Executive Action|アメリカ映画(1973年)
監督:デイヴィッド・ミラー
出演:バート・ランカスター、ロバート・ライアン、ギルバート・グリーン、ウィル・ギア

『JFK』の18年前に描かれていたケネディ暗殺陰謀論

ジョン・F・ケネディ暗殺を描いた映画といえばケビン・コスナー主演の「JFK」が最も有名ですが、それを遡ること18年、1973年に、米国内の陰謀説としてのケネディ暗殺を描いた映画が制作されています。それがこの「ダラスの熱い日」。暗殺にはこういう周到な準備が必要だよ、という、暗殺準備計画映画でもあります。

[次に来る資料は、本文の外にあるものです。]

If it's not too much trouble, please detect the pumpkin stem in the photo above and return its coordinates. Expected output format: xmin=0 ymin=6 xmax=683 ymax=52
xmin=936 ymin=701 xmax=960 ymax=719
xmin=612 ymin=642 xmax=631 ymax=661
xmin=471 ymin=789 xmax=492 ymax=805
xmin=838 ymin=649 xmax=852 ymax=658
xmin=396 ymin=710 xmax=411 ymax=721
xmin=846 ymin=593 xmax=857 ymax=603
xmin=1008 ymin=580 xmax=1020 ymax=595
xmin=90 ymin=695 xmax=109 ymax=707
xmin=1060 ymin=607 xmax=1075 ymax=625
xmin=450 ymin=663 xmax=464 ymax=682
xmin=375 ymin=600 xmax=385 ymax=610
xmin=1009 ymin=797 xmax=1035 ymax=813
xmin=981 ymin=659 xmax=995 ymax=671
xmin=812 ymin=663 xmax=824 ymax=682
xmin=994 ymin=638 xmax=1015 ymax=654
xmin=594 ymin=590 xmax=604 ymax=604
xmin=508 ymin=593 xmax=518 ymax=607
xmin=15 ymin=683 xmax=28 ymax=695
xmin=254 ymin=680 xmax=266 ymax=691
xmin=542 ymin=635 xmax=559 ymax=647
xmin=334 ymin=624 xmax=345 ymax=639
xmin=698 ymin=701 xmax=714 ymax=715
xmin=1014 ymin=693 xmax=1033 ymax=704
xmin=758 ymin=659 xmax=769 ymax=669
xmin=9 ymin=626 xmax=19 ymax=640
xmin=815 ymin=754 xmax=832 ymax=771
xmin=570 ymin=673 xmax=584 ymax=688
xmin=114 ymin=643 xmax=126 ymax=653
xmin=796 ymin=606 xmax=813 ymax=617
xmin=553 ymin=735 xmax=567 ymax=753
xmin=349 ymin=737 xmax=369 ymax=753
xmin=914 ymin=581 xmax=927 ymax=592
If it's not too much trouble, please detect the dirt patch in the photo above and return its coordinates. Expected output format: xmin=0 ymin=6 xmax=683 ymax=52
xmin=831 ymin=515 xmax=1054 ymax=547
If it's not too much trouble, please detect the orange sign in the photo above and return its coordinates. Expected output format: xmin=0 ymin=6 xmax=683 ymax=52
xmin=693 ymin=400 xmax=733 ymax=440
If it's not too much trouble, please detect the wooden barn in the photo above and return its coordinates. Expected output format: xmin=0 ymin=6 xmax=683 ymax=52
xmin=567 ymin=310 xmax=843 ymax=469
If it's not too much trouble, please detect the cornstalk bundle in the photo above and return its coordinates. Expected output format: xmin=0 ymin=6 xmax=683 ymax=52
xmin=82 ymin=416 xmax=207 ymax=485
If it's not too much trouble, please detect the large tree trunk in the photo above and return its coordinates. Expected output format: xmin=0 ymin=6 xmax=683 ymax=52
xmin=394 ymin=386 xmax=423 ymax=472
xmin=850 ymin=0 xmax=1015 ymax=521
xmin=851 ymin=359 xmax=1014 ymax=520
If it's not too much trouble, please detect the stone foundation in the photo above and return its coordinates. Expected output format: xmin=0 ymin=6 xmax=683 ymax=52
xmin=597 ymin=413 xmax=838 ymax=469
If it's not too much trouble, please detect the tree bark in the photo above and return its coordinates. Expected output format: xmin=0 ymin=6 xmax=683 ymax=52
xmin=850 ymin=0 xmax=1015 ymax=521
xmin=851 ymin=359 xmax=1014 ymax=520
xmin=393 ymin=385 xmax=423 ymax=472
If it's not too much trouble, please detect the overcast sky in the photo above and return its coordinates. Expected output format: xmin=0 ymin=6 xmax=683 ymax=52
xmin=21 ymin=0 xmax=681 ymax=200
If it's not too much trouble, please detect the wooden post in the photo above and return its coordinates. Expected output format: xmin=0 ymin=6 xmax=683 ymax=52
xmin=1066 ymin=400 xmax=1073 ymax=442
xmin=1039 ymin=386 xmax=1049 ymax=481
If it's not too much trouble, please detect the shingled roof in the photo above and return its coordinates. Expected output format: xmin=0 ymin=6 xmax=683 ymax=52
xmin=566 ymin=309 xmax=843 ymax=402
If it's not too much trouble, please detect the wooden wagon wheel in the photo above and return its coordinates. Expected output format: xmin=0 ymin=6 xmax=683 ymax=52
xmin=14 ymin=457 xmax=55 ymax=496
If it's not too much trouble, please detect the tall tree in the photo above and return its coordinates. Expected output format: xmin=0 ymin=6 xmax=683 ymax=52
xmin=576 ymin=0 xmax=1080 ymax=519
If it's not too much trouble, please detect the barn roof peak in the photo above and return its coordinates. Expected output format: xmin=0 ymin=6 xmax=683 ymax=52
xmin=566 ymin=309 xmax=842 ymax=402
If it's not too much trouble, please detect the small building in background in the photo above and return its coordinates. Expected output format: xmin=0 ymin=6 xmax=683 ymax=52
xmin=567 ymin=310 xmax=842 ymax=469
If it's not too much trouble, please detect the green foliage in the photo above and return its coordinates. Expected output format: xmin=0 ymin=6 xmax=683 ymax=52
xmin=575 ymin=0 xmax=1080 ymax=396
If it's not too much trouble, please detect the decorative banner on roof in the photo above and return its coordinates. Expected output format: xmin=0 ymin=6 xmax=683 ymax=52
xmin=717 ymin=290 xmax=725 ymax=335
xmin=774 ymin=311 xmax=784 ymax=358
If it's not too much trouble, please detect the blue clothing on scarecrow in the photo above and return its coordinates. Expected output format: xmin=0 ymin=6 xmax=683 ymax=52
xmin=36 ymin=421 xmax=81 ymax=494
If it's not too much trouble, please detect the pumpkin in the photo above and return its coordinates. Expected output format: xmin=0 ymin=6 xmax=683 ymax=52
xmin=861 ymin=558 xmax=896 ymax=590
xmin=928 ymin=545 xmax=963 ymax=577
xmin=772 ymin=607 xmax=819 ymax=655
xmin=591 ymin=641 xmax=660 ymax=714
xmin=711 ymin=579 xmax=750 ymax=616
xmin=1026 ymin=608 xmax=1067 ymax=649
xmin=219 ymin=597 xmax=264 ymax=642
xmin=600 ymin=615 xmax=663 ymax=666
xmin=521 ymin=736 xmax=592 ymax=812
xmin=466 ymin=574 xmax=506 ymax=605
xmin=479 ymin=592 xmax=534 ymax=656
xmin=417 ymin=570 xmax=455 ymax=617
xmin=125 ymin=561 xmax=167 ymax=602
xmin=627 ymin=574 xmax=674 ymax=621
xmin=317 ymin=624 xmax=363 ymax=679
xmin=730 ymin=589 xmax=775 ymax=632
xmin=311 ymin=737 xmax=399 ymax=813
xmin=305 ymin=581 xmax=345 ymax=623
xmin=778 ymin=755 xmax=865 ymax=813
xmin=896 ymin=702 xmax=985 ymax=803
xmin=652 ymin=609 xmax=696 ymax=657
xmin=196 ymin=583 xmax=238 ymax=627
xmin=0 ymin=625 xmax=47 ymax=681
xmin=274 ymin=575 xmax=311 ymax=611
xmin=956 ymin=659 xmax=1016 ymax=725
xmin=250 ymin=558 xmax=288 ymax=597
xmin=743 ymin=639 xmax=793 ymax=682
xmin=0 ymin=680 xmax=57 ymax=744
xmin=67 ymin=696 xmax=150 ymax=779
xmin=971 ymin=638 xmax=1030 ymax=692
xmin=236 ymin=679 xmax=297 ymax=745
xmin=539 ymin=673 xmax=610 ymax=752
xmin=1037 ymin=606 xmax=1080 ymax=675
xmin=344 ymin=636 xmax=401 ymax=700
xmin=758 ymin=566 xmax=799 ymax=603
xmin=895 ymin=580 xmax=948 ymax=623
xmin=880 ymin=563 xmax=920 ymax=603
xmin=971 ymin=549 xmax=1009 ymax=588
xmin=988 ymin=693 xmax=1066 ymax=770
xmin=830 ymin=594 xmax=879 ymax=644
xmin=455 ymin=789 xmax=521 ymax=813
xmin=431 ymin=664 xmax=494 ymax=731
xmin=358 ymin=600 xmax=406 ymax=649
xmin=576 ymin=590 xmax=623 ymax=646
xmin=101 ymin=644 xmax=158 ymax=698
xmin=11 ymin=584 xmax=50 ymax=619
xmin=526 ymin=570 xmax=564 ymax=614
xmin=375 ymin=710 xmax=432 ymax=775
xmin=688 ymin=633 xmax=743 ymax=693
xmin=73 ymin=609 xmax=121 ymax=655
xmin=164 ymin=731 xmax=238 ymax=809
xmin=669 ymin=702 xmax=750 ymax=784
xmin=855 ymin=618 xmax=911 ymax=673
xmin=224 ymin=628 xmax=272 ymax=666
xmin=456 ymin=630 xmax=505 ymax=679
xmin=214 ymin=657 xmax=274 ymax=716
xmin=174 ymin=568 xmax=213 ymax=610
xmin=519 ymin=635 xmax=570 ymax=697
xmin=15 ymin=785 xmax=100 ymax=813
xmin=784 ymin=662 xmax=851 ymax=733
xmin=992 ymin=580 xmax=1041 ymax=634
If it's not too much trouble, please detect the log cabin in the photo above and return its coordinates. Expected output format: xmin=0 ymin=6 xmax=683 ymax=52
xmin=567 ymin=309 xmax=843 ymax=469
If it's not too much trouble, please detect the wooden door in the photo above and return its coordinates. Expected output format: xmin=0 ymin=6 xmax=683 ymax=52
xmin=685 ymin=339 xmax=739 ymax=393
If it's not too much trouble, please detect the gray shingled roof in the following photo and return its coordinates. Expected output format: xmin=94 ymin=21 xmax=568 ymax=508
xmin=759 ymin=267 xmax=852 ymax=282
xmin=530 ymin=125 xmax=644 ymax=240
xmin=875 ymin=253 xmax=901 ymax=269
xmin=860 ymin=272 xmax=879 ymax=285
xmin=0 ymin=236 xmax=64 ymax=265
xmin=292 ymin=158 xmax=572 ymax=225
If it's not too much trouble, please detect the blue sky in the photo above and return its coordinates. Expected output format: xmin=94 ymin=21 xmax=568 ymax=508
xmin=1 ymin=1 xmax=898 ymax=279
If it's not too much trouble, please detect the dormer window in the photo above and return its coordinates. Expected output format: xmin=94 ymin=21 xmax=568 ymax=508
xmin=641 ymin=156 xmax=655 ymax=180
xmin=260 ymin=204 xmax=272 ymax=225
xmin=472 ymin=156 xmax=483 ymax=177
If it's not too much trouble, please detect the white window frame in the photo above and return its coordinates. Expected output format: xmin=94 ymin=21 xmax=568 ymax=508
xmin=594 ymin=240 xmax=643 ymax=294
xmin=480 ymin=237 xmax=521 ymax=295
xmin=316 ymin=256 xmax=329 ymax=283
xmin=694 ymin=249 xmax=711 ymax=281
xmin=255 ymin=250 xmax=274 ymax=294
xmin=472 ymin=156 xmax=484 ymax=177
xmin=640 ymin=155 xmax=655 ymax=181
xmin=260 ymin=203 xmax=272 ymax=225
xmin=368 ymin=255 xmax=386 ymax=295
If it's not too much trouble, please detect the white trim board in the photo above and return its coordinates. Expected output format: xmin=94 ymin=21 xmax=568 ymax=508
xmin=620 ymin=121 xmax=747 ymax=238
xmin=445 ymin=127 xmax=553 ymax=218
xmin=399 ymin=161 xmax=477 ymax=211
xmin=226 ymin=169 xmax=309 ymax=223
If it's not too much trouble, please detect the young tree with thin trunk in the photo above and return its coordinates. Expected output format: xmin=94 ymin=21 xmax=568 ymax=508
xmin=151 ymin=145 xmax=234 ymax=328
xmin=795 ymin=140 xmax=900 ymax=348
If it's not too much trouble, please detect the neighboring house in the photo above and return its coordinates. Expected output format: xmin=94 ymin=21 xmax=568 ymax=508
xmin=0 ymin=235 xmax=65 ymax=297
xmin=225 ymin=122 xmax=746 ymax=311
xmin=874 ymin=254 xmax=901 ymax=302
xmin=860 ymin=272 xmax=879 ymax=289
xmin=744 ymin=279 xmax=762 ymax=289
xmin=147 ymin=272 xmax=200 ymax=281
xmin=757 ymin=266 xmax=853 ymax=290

事件そのものの真相は今もって謎。事件発生後すぐ単独犯として捕まったオズワルドが「俺ははめられた!」と潔白を主張しているうちに、なぜかナイトクラブの経営者に射殺されるという不自然かつスピーディーな展開で事件はあっというまに幕を下ろし、死者に口なしというか、真実が明かされぬままオズワルド犯行説がそのまま公式の記録となりましたが、そもそもケネディは3方向から撃たれているのに犯人はひとりというのにはかなり無理がある。

で、事件の起こった1963年から10年後に、この映画が発表されました。元CIA高官や政府内部の人間、テキサスの石油王などが共謀して事件を計画し、オズワルドを都合よく犯人仕立てたという内容です。映画自体はニュース映像を織り交ぜて淡々と進んでいきますがすべては「暗殺」という一点に集約されるからか、ヒリヒリとした緊張感、冷徹さがあります。

何より感じるのは、衝撃的な事件からわずか10年で、陰謀説前提のこの映画が大衆の目に触れるというアメリカという国、そのいろんな意味での国の広さです。コンプライアンスが大好きな現代の日本であればこのような映画はおそらく作れない。作ることはできても、容易に上映することはできないでしょう。テレビCMとか絶対無理。サッカー日本代表のハリルホジッチ監督解任でスポンサー陰謀説が囁かれていますが、それがただの「説」というだけであっても、当然、テレビ局が放送することはないわけですから。もちろん陰謀説というのは非常に極端だから、陰謀を疑うこと自体に懐疑的な見方もあるし、証拠のないものは信じないという人もいますが、合理的な疑問に真っ正面から取り組むことで見えてきてしまう不自然な因果関係が、論理的思考の突き当たりに見える「映画的な景色」や「特定の人々の利害関係」だったりするのもまた事実です。

何が本当かはわかりません。陰謀説をどう感じるかも人それぞれです。ただ客観的な事実として、本編最後に次のような映像とナレーションが登場します。「ケネディ暗殺に関して大統領とオズワルドの死後5年間で、事件の重要証人18人が死亡した。彼らが1967年2月までの期間に死亡する確率は10京分の1であると保険専門家は計算している」。10京分の1って。パーセントで表すと、0.0000000000000001%ですよ。おお、怖。